Further evidence that addiction is far less important than typical portrayals come from the experience of returning vietnam veterans. Robins, Davis, and Nurco (1974) report interviews of veterans eight to twelve months after their return from vietnam. They find that most addicted veterans gave up their narcotic use voluntarily before departure or after a short, forced treatment period at departure. In subsequent work, Robins et al. (1980) find that although most veterans had access to cheap heroin in vietnam, only about 35 percent tried it and only about 19% became addicted. They also conclude that heroin use does not consistently lead to daily use and addiction, that addiction frequently ceases without treatment, that maintaining recovery from heroin addiction does not require abstention, and that the reason for high levels of social disability among heroin users is likely attributed to characteristics of the users rather than to heroin users per say.
Quote:
"One possible measure of addictiveness is the degree to which use continues after initial experimentation.
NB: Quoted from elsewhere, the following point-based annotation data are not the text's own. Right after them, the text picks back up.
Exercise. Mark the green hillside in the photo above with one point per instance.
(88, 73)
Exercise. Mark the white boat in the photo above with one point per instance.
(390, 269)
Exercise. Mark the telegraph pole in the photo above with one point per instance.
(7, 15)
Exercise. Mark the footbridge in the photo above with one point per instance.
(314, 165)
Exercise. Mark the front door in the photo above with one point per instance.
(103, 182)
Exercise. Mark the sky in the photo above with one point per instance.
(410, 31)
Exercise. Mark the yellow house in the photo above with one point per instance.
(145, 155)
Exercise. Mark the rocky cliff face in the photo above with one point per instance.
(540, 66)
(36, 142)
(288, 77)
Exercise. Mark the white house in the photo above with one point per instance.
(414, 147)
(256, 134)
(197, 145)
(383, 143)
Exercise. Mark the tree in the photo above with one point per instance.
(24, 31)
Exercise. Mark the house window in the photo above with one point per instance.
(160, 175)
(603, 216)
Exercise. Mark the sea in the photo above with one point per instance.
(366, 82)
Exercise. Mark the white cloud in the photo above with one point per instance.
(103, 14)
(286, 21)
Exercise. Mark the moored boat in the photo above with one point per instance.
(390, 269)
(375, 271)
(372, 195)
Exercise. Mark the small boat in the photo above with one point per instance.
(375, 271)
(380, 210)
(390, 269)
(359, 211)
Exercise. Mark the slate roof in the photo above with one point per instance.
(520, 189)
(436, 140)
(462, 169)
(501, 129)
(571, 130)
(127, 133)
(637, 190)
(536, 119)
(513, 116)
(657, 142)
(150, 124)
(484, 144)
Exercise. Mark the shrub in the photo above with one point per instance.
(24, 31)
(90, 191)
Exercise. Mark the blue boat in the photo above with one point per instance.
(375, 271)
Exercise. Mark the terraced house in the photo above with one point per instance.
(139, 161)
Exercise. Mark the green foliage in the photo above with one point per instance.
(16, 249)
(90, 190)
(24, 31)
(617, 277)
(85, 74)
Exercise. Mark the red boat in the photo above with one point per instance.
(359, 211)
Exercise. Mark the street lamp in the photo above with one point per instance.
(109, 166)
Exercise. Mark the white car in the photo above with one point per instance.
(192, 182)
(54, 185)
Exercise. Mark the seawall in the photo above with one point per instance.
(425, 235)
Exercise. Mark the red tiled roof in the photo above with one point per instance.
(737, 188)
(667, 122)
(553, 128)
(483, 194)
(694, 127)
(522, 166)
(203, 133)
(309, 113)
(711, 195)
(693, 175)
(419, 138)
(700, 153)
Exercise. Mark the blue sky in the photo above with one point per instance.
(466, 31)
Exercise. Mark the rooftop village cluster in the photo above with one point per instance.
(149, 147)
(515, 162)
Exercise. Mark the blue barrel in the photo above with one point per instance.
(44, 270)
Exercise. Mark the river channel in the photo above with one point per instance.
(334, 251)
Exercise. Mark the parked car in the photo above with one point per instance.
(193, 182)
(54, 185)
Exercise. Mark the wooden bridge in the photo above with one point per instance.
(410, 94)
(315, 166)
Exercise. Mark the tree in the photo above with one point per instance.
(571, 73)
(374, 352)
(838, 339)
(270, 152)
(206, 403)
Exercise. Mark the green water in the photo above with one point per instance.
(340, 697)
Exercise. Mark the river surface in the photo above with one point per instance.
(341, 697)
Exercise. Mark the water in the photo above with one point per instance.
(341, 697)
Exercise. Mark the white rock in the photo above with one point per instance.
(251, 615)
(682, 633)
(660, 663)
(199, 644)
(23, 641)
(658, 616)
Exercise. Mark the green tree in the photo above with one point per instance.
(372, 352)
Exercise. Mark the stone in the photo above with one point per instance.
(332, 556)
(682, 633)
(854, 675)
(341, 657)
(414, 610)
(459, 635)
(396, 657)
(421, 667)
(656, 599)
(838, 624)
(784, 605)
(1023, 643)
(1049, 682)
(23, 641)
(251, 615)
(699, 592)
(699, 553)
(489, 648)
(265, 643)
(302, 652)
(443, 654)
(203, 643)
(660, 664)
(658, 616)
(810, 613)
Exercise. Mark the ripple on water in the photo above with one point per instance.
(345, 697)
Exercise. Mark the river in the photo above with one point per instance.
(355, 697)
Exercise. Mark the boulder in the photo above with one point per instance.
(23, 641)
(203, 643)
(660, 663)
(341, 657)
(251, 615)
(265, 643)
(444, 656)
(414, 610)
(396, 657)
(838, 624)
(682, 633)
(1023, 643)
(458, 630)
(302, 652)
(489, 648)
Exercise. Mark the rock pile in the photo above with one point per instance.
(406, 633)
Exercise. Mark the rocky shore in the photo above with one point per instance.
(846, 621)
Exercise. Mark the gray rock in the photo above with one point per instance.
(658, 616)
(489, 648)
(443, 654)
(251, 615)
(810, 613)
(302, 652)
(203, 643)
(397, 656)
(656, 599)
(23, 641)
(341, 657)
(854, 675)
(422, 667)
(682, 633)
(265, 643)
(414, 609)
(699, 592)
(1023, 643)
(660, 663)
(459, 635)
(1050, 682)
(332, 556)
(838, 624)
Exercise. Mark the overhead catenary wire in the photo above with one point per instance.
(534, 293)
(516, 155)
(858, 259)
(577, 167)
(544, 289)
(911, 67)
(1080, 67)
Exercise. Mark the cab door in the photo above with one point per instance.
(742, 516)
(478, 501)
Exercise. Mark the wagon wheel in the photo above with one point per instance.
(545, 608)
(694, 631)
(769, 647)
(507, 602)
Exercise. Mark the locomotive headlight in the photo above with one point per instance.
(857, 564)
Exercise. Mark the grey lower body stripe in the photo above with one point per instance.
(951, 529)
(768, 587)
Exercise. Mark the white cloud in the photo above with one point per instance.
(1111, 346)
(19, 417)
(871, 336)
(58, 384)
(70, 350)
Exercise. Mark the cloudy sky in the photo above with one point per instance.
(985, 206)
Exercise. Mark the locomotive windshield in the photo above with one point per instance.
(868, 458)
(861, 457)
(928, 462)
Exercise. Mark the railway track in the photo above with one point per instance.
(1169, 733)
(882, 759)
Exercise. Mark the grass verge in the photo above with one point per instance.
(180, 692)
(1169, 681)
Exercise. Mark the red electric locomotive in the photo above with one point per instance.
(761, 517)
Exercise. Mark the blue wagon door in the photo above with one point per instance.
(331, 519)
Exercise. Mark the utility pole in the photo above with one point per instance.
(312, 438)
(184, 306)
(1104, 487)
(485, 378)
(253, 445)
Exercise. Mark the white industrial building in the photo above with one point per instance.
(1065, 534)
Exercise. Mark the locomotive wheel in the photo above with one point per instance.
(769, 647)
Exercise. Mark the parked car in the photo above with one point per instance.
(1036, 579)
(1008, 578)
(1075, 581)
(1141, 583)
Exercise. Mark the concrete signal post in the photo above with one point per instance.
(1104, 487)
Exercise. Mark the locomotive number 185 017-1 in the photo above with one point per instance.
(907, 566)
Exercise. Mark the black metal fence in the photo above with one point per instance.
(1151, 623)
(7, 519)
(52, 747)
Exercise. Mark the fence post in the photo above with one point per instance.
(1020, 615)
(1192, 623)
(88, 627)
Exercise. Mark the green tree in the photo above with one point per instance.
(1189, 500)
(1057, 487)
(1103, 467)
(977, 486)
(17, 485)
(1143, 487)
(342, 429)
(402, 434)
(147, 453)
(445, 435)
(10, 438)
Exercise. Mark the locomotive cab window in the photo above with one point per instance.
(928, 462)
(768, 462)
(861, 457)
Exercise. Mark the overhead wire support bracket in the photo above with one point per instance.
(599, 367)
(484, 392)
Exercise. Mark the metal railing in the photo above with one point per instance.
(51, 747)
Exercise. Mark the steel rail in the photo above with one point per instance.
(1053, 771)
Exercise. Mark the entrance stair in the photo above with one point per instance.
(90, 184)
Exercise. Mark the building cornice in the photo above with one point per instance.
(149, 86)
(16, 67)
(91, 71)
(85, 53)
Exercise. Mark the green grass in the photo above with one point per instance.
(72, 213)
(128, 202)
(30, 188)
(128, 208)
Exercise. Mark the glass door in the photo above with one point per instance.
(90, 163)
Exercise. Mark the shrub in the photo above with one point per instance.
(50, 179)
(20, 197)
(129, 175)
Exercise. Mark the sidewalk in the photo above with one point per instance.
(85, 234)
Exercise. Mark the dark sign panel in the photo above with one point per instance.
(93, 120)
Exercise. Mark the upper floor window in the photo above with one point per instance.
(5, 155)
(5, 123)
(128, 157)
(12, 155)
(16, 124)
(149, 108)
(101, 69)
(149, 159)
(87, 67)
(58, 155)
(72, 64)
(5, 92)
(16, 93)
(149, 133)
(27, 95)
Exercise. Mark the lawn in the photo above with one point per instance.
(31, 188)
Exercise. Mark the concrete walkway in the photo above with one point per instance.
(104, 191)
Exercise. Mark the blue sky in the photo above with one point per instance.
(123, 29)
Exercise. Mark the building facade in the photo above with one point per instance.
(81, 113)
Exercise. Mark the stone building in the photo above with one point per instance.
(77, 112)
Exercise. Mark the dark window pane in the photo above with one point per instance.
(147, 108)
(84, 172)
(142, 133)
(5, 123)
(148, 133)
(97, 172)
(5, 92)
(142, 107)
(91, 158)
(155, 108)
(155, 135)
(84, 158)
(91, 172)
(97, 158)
High continued use rates do not necessarily suggest addiction; if people who consume a good find they like it and therefore consume it frequently, the continued use rate is high even if there is no addiction. But addiction does not imply high continued use rate, and this has been used frequently as a measure of addiction.
The fact that continued use rates for marijuana, which is not regarded as physically addictive, are similar to those for crack, which is regarded as highly addictive, also challenges the more extreme claims about addictiveness of drugs. Likewise, the continued use rates for other legal goods (e.g., chocolate, caffeine) are perhaps even higher.
Both quotes taken from Jeffrey Mirons Drug War Crimes: The consequences of prohibition.
In this book the modern War on Drugs is compared to the Prohibition of alcohol in the early 1900s.
When drug law enforcement expenditure increases, so does the homicide rate.